A premiada parceria entre Burger King e Crispin, Porter + Bogusky não existe mais. Em um comunicado em conjunto, agência e anunciante informaram na manhã desta sexta-feira, 18, o fim da relação que trouxe para a publicidade cases como Whopper Sacrifice e Subservient Chicken.
A decisão pode ter a ver com a mudança de controle da rede em setembro do ano passado. O fundo de private equity 3G, de propriedade dos sócios brasileiros Jorge Paulo Lemann, Carlos Alberto Sicupira e Marcel Telles, comprou a rede por um valor próximo a US$ 3,3 bilhões, mais dívidas.
Em fevereiro, a empresa havia anunciado a saída da CMO global Natalia Franco, após nove meses no cargo. Antes dela, Russ Klein estava na função. Uma das decisões do novo comando foi o alinhamento do marketing global, com redução de funções. A empresa, por exemplo, tinha um CMO somente para a operação norte-americana, que acabou deixando o cargo em dezembro.
O Advertising Age tem ouvido de fontes que muitos funcionários de Burger King têm recebido pedidos para se mudarem para o Brasil.

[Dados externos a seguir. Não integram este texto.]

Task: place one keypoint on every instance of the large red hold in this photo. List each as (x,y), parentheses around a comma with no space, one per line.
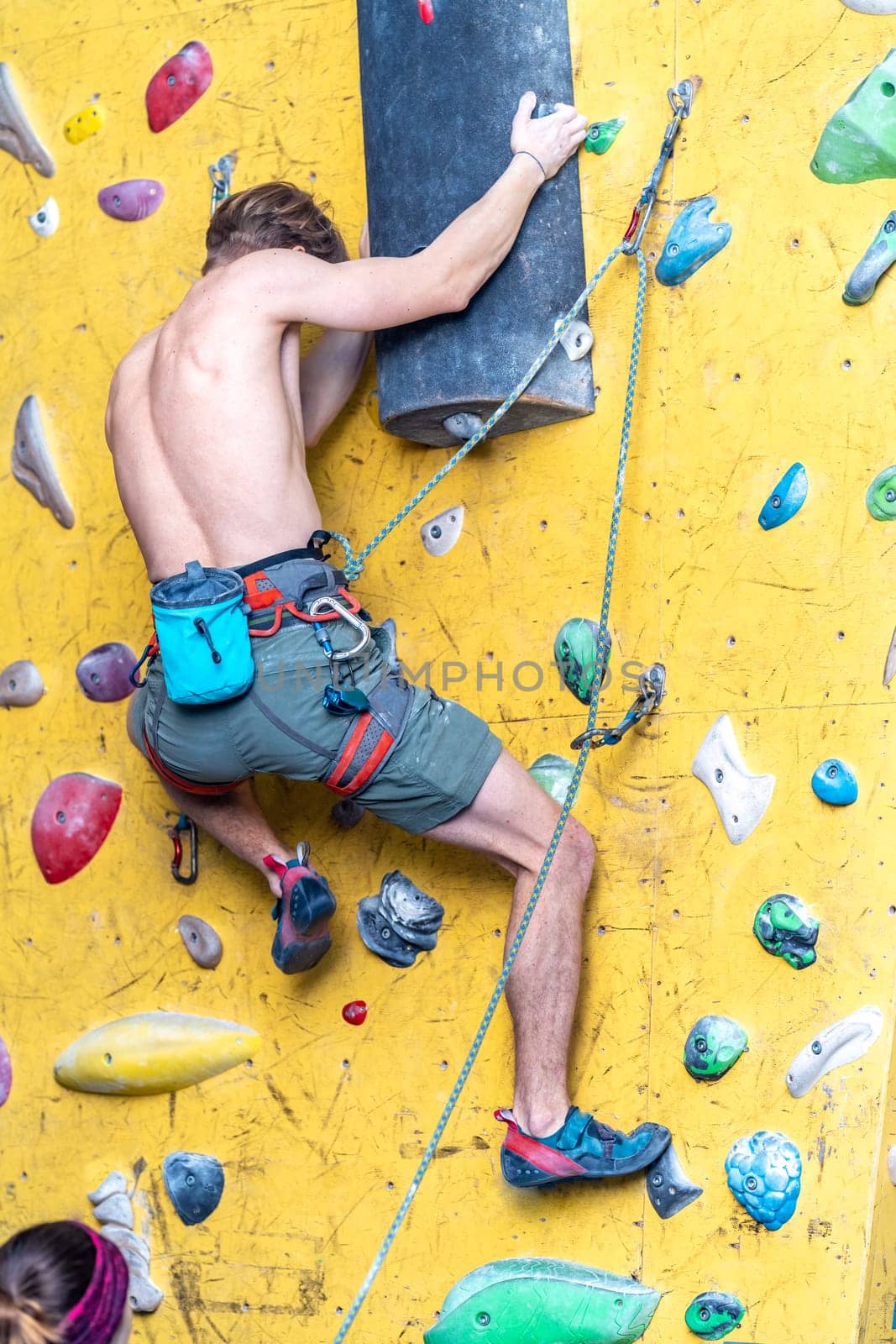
(73,817)
(177,85)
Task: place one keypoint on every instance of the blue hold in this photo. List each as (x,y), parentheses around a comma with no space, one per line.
(786,499)
(835,783)
(195,1184)
(694,239)
(763,1173)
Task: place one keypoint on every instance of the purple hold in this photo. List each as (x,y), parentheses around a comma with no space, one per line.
(134,199)
(105,672)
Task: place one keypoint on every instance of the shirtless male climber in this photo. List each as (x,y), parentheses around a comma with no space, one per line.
(208,423)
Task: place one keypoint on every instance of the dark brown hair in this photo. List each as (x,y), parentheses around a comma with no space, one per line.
(277,214)
(45,1272)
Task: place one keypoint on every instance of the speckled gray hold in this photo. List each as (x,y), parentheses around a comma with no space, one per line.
(20,685)
(201,941)
(195,1184)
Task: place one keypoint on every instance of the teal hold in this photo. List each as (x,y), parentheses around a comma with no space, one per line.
(543,1301)
(880,499)
(715,1315)
(555,774)
(835,783)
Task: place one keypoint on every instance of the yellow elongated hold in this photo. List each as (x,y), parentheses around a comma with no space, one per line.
(154,1053)
(85,123)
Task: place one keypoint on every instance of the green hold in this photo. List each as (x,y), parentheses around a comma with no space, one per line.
(543,1301)
(714,1046)
(882,496)
(577,655)
(859,143)
(715,1315)
(602,134)
(553,773)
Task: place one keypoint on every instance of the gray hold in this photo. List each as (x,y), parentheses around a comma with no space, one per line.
(20,685)
(195,1184)
(201,941)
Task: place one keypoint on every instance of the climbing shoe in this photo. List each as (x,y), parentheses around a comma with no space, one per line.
(582,1149)
(301,911)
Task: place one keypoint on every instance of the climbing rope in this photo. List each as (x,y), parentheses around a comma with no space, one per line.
(355,564)
(569,803)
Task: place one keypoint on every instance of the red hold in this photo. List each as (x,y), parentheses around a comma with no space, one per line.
(355,1012)
(6,1072)
(177,85)
(73,817)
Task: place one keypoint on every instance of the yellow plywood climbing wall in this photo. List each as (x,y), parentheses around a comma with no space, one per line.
(754,365)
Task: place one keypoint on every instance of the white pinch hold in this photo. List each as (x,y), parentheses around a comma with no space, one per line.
(741,797)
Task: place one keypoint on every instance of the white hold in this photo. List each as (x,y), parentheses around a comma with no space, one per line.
(889,665)
(46,221)
(872,6)
(114,1210)
(116,1213)
(835,1047)
(577,339)
(143,1294)
(132,1247)
(443,531)
(113,1184)
(741,797)
(463,425)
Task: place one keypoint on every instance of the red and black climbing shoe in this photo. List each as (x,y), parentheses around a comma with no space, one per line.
(302,914)
(580,1149)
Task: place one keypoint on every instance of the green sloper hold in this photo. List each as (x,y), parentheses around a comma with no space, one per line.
(543,1301)
(553,773)
(859,143)
(602,134)
(880,497)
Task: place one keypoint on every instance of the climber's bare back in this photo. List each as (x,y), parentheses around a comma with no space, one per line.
(204,423)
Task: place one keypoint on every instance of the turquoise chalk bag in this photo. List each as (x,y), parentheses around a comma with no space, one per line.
(203,635)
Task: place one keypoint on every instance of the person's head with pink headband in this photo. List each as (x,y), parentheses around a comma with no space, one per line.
(62,1284)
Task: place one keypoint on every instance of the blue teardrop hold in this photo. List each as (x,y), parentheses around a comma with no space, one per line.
(694,239)
(195,1184)
(786,499)
(835,783)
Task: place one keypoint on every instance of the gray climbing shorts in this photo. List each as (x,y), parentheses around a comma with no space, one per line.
(419,761)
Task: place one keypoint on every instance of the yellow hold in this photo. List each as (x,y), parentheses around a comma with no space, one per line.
(154,1053)
(85,123)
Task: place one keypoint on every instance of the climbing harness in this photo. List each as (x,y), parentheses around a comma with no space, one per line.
(221,176)
(680,98)
(184,826)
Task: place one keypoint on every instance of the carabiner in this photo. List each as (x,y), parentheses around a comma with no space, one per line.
(652,687)
(364,631)
(187,824)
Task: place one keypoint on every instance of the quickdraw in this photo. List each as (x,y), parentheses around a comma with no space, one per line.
(184,826)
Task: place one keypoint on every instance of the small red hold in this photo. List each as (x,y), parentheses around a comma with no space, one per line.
(355,1012)
(73,817)
(177,85)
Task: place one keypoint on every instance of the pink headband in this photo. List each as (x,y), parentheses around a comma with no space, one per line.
(97,1316)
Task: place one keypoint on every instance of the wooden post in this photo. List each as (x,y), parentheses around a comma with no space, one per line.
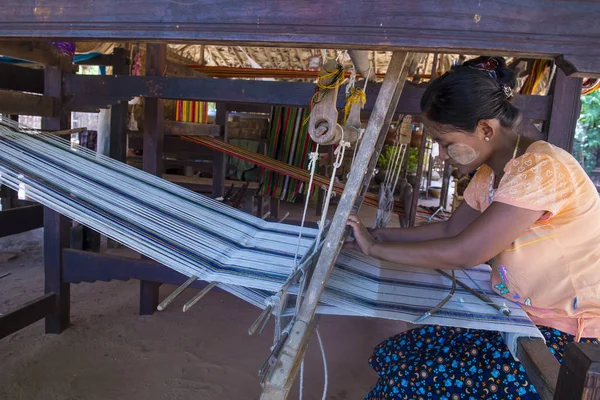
(274,207)
(56,226)
(417,188)
(566,107)
(579,376)
(220,159)
(119,112)
(541,366)
(260,200)
(154,120)
(281,376)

Além disso, muitos profissionais do marketing estão deixando a companhia, conforme o foco da tomada de decisões têm sido direcionado de Miami para o Brasil. Existiria ainda a possibilidade de a agência brasileira, no caso a Ogilvy, herdar a conta global – ela já possui a verba brasileira. Mas a assessoria da agência não se posiciona sobre o fato.
“Tivemos uma relação muito bem sucedida nos últimos sete anos e meio. Neste período, nossa parceria criativa resultou em incontáveis campanhas inovadoras e engajadoras para a marca Burger King. Estamos orgulhosos de tudo o que fizemos juntos, mas decidimos em comum acordo que este é o momento de tomarmos caminhos diferentes. Continuamos fãs uns dos outros e desejamos à outra parte muito sucesso no futuro”, afirma o comunicado em conjunto.
Prêmios e mais prêmios
A Crispin, Porter + Bogusky tem uma lista de serviços prestados ao anunciante que inclui “Subservient Chicken”, a ação em que um rapaz fantasiado de galinha realiza todos os desejos dos internautas, “Whopper Sacrifice”, em que as pessoas que sacrificassem 10 amigos no Facebook ganhavam um Whopper, e “Whopper Virgins”, em que pessoas de locais remotos do mundo experimentavam pela primeira vez o sanduíche do Burger King e do concorrente McDonald´s, analisando qual era o melhor.
A agência está por trás também do garoto-propaganda da rede, o Rei, e da ação “Whopper Freakout”, que mostrava por meio de câmeras escondidas a reação das pessoas ao descobrirem que o cinquentenário sanduíche Whopper deixara de existir o que, para sorte de muitos, era mentira.
Aliás, um dos principais nomes por trás dessa comunicação é Alex Bogusky, que deixou a agência no segundo semestre do ano passado. Ele escreveu o divertido livro “The 9-Inch Diet”, que clama pela redução das porções das refeições dos norte-americanos.
No ano passado, a Ogilvy brasileira levou quatro Leões por conta do case Whopper Face, para o anunciante em nosso País. Na ação, a embalagem do sanduíche exibia o rosto do consumidor.